Much as nice Lutherans, Evangelicals, Protestants are ignorant of Luther's Jew, Catholic and peasant hatred and the perverse theology - heresy - which drove that, which they still can't not believe.
So who is this about exactly?
So why keep the name?
I’m also afraid you may be taking the lack of argument with your propositions as an indication of full agreement with them. It’s more likely, I think, that no one sees any point in wasting their time.
I'm not quite sure I've understood what you are arguing, and why you claim you can condemn the whole of Protestant Christianity so unequivocally. Indeed, your unconditional vehemence sounds not that different from those pre-Vatican II Catholics who take the line that everybody who's not a good Catholic is sliding down the shute that leads directly into the flames of hell.
Nor is it entirely clear, or at least it isn't to me, what it is that you advocate in stead.
However, I don't think you're correct in referring to sola fide as believing that we are saved by faith in Christ. That is treating faith as a salvific work. One does hear people speaking in such terms, but we're saved by Christ, his life, death and resurrection, not by what we do or believe.

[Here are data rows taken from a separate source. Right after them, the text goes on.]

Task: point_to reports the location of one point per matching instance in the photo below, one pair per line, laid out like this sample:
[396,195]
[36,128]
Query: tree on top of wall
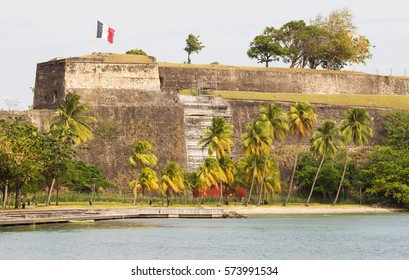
[193,45]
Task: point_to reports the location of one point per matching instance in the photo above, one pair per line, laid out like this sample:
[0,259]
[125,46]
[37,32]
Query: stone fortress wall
[135,98]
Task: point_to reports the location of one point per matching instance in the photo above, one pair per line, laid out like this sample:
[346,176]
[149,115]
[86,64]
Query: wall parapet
[175,77]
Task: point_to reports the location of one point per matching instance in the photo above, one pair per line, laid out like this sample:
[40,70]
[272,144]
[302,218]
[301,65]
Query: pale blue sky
[37,31]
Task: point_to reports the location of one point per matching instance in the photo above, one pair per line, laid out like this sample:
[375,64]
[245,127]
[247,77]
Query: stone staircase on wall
[198,114]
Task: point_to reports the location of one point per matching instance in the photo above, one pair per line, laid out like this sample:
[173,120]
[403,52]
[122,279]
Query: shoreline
[61,214]
[316,209]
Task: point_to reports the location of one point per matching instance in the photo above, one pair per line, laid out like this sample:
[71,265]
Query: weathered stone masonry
[139,100]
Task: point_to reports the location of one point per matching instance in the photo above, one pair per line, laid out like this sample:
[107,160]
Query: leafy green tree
[342,46]
[324,142]
[22,154]
[141,158]
[264,49]
[147,180]
[355,130]
[71,122]
[136,52]
[218,140]
[257,143]
[193,45]
[82,177]
[301,118]
[171,180]
[288,38]
[270,181]
[387,175]
[395,129]
[209,174]
[229,169]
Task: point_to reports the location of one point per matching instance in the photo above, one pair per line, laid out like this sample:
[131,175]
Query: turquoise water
[289,237]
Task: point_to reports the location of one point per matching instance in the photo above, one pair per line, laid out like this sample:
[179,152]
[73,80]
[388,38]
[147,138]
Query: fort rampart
[137,99]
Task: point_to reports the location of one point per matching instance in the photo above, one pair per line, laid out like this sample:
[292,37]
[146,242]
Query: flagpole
[96,27]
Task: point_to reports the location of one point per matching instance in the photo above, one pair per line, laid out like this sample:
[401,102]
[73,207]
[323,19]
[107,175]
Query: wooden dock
[44,216]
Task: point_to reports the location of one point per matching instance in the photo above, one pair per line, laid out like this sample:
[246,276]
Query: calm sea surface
[289,237]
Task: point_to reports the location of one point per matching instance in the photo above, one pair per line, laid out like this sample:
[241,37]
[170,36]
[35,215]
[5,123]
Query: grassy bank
[364,100]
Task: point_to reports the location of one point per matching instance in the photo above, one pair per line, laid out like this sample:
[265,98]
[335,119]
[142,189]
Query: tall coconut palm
[354,129]
[301,118]
[257,142]
[171,180]
[274,117]
[141,158]
[71,122]
[147,180]
[270,181]
[324,142]
[218,138]
[209,174]
[229,169]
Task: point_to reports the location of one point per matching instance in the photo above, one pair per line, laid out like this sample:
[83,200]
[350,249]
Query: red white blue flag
[105,32]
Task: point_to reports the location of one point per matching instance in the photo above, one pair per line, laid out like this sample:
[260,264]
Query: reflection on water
[259,237]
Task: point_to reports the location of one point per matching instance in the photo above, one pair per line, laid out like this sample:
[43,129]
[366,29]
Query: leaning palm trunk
[292,179]
[342,179]
[252,181]
[221,194]
[50,190]
[261,183]
[6,187]
[315,179]
[135,195]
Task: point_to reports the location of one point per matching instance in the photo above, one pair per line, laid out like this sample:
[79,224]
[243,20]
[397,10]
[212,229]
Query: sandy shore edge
[298,210]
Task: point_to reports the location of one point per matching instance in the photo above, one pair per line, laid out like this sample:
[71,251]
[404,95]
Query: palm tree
[171,180]
[229,169]
[218,137]
[147,180]
[274,117]
[270,181]
[71,123]
[301,118]
[324,142]
[256,142]
[208,175]
[354,128]
[141,158]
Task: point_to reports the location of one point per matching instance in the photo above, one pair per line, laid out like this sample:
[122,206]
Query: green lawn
[386,101]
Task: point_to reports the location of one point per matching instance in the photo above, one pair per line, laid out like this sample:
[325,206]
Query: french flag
[106,33]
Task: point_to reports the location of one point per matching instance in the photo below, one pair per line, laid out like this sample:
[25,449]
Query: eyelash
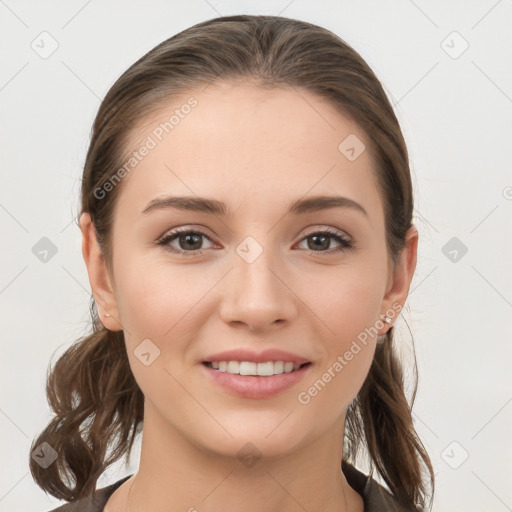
[345,243]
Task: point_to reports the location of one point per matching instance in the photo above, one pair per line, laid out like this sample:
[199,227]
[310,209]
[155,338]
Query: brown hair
[91,388]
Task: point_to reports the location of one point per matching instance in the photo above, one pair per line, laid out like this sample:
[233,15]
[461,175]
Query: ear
[400,278]
[99,278]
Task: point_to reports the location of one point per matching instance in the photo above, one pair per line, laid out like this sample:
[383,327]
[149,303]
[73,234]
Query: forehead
[248,145]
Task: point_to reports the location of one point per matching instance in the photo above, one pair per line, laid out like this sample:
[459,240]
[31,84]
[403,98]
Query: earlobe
[401,278]
[99,277]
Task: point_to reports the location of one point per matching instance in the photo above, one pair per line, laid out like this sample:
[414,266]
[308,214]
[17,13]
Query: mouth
[264,369]
[248,379]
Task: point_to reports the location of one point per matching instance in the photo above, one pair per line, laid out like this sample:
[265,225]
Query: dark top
[375,497]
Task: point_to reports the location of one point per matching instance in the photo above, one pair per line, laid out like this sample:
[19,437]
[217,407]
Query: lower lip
[256,387]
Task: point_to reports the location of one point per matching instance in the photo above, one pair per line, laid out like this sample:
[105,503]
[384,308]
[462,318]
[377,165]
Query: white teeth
[249,368]
[288,367]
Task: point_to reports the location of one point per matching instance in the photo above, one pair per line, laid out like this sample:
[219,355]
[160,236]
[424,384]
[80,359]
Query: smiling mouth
[266,369]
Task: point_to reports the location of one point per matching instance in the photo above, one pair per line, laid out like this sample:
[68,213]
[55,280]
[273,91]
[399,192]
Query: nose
[257,295]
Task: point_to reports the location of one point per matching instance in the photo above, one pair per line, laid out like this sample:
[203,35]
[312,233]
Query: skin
[256,150]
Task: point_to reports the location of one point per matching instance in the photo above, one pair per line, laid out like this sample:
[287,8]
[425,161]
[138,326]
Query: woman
[247,230]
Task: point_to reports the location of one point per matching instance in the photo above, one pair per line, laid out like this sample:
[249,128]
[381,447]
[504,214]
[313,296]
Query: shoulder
[376,498]
[93,503]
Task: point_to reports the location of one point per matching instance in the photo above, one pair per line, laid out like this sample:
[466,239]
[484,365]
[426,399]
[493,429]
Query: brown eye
[322,240]
[188,241]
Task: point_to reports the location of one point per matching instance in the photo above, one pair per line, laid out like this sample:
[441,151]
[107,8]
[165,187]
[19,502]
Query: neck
[193,478]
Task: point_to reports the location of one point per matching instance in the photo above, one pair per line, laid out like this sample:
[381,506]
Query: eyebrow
[205,205]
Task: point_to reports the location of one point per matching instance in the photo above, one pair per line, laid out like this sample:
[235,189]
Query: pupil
[188,238]
[324,245]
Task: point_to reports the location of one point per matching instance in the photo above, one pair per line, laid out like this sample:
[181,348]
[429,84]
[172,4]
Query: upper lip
[256,357]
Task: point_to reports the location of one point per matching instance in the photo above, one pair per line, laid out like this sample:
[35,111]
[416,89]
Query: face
[299,285]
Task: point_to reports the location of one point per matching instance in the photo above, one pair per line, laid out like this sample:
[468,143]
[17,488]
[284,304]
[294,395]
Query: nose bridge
[256,294]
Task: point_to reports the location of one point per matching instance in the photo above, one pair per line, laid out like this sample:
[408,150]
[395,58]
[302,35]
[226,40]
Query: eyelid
[344,240]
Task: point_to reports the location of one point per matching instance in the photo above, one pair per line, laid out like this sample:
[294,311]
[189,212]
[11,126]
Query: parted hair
[97,404]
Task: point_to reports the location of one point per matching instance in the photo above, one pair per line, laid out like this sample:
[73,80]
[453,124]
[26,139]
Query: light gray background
[455,114]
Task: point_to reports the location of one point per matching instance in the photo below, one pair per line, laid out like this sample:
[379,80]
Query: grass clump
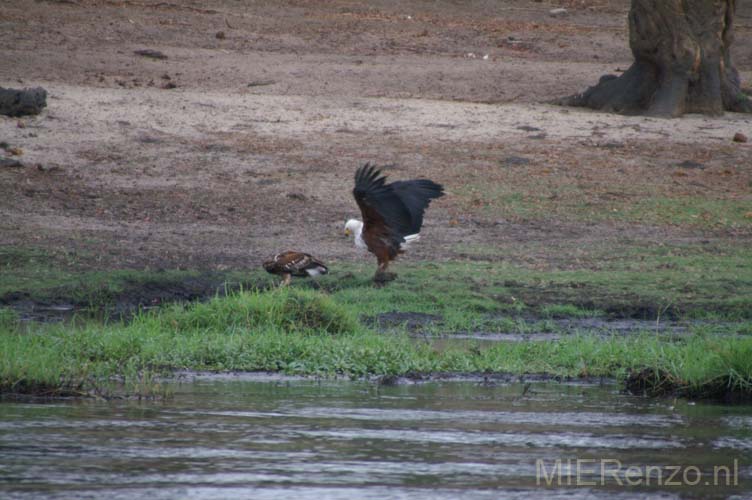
[284,309]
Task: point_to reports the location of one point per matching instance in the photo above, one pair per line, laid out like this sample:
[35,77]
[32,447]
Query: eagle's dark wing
[385,217]
[393,210]
[416,195]
[295,263]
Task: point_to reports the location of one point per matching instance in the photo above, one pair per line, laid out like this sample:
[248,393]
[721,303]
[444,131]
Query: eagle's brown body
[392,213]
[290,263]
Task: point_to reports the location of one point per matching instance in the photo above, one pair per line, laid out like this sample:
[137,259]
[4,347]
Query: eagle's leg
[382,276]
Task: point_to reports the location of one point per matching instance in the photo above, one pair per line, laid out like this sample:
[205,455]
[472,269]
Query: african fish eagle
[290,263]
[392,215]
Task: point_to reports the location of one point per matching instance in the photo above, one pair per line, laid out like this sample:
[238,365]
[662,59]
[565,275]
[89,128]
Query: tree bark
[682,63]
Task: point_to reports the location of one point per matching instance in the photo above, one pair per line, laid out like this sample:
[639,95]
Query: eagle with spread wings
[392,215]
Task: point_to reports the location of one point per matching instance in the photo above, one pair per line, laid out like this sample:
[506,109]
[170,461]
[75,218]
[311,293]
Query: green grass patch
[306,332]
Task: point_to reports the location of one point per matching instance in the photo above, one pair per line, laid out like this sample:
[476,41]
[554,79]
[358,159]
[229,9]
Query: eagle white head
[354,227]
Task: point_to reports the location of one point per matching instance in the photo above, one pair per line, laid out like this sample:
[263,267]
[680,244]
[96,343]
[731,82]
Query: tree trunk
[682,62]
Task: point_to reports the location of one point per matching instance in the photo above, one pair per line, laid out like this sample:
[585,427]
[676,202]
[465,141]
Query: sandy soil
[243,141]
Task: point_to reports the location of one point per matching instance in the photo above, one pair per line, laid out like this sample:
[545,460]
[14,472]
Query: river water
[263,437]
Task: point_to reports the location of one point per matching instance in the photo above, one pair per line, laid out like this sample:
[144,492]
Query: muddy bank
[120,300]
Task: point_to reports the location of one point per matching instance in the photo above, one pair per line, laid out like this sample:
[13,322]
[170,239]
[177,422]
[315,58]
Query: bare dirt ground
[242,142]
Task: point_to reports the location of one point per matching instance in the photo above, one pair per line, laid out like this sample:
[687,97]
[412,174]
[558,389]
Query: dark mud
[65,303]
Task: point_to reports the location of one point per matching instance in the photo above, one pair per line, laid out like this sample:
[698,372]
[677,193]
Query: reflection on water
[277,438]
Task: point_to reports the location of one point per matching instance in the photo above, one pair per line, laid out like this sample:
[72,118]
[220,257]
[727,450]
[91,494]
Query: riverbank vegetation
[331,333]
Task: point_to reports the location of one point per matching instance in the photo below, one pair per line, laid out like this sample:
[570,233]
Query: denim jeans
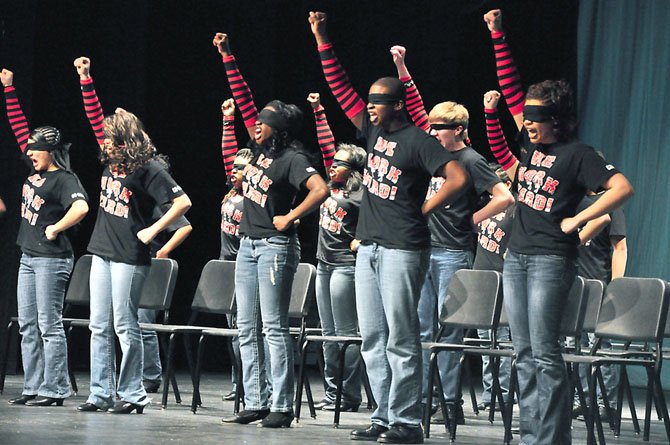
[40,293]
[115,295]
[504,369]
[443,264]
[335,298]
[536,288]
[388,283]
[152,369]
[263,280]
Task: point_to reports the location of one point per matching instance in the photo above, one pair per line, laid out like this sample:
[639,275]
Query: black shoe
[230,396]
[323,403]
[152,385]
[21,400]
[89,407]
[370,433]
[247,416]
[45,401]
[126,408]
[402,434]
[278,420]
[344,407]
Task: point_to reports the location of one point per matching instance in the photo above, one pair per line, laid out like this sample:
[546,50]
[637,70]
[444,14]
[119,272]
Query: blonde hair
[451,113]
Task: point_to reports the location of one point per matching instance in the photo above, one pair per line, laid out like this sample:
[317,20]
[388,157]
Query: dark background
[155,58]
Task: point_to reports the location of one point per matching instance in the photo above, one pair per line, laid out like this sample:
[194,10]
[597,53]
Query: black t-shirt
[492,237]
[126,207]
[45,199]
[450,226]
[594,259]
[551,180]
[337,227]
[231,215]
[397,173]
[269,188]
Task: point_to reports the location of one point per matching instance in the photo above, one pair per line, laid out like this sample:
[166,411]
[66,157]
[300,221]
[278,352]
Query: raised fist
[83,65]
[493,20]
[314,100]
[6,77]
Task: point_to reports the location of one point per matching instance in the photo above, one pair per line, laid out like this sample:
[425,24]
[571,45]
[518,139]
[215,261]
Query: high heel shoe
[126,408]
[45,401]
[21,400]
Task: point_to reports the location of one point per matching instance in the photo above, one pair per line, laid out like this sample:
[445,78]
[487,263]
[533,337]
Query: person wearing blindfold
[453,237]
[53,200]
[336,255]
[551,179]
[392,259]
[269,248]
[134,181]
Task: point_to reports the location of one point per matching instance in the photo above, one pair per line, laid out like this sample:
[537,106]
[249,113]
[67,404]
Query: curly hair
[132,147]
[557,94]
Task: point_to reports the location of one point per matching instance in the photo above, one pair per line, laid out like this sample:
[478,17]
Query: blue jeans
[443,264]
[263,280]
[536,288]
[152,369]
[388,283]
[40,293]
[115,294]
[335,298]
[504,369]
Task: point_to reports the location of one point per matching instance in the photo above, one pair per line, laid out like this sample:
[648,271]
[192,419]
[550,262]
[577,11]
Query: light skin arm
[501,198]
[619,256]
[177,238]
[618,190]
[455,180]
[179,206]
[317,23]
[318,192]
[593,227]
[76,213]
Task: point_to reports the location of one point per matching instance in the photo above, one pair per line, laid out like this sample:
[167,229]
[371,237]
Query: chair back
[594,290]
[634,309]
[215,293]
[159,285]
[574,309]
[303,294]
[78,290]
[473,300]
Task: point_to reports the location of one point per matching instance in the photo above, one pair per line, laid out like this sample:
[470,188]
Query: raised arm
[323,133]
[414,102]
[228,140]
[508,75]
[17,120]
[238,86]
[92,105]
[337,79]
[495,135]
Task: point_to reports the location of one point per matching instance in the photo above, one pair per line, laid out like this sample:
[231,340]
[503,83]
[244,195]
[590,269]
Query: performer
[336,253]
[269,250]
[134,180]
[53,200]
[393,257]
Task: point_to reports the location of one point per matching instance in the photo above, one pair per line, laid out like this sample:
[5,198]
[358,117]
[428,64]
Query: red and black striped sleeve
[93,109]
[325,136]
[508,75]
[338,81]
[414,103]
[497,140]
[17,120]
[228,144]
[241,92]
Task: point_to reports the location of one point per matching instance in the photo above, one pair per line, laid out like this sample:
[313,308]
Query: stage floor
[176,424]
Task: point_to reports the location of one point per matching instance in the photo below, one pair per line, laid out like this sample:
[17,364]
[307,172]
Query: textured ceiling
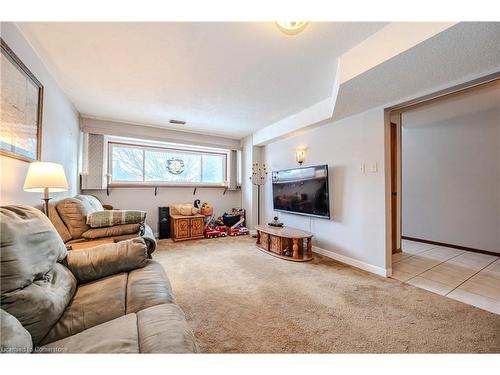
[222,78]
[462,50]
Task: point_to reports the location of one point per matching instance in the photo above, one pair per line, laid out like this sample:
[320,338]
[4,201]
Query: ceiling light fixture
[291,27]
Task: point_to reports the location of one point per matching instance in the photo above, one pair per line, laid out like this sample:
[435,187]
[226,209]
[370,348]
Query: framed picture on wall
[21,107]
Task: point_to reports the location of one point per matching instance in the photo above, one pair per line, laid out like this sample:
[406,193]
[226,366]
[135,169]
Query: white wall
[451,171]
[60,129]
[356,233]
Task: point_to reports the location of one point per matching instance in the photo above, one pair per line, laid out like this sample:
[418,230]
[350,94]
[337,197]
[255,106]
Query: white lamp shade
[43,175]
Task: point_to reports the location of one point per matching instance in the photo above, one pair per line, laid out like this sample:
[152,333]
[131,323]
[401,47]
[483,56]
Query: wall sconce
[300,155]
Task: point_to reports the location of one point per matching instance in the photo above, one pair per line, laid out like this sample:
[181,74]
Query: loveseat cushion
[58,223]
[14,337]
[74,211]
[146,287]
[108,259]
[158,329]
[114,231]
[109,218]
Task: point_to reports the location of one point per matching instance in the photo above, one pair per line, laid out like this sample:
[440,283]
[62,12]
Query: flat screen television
[302,191]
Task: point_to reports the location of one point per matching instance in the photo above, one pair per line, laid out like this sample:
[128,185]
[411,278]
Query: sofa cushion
[30,246]
[94,303]
[114,231]
[158,329]
[146,287]
[116,336]
[109,218]
[15,338]
[163,329]
[39,305]
[58,223]
[34,288]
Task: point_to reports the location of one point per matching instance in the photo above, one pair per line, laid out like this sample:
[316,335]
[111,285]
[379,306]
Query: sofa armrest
[108,259]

But, like @Nick Tamen and those to whom he refers, I'm not at the moment minded to carry on engaging with this thread, and my silence must not be taken as agreeing or disagreeing with anything on it.
@Enoch, thanks for the explanation of how the Confederate flag was sometimes used in the UK. It doesn't sound all that odd - when people lift symbols out of their original culture, all sorts of strange things are bound to happen.
Agreed.
With what? Nick's baseless fear?
The lack of arguments in response is that there has been no argument in chief. All there have been are what you generously term propositions without any backing.
What proposition would you like?
No one is saved by faith in Christ.
All are saved by the faithfulness of Christ.
Do you need backing for that?
I'd like to see any full backing for the opposite.
Yes. You’ve stated a proposition. That’s not enough. You need to support it. You need to show your work. You need to give others some basis to consider whether you might be right, or where you might be wrong.
But if experience is any guide, you won’t. You will simply declare that it’s so because you say so, that it has to be so.
Hence, the waste of complete time engaging with you. You don’t reciprocate.
Why should you expect anyone else to provide a “full backing” when you’re unwilling—and seem to think it totally unnecessary—to provide any backing at all? You started this thread. The burden is on you, not on those who have to guess at your reasoning to counter it.
Martin try putting your thought into language we can all understand; explain odd linguistic constructions if you feel you must use them; and be open minded enough to not disregard other's objections out of hand. If you can do those then maybe we can talk.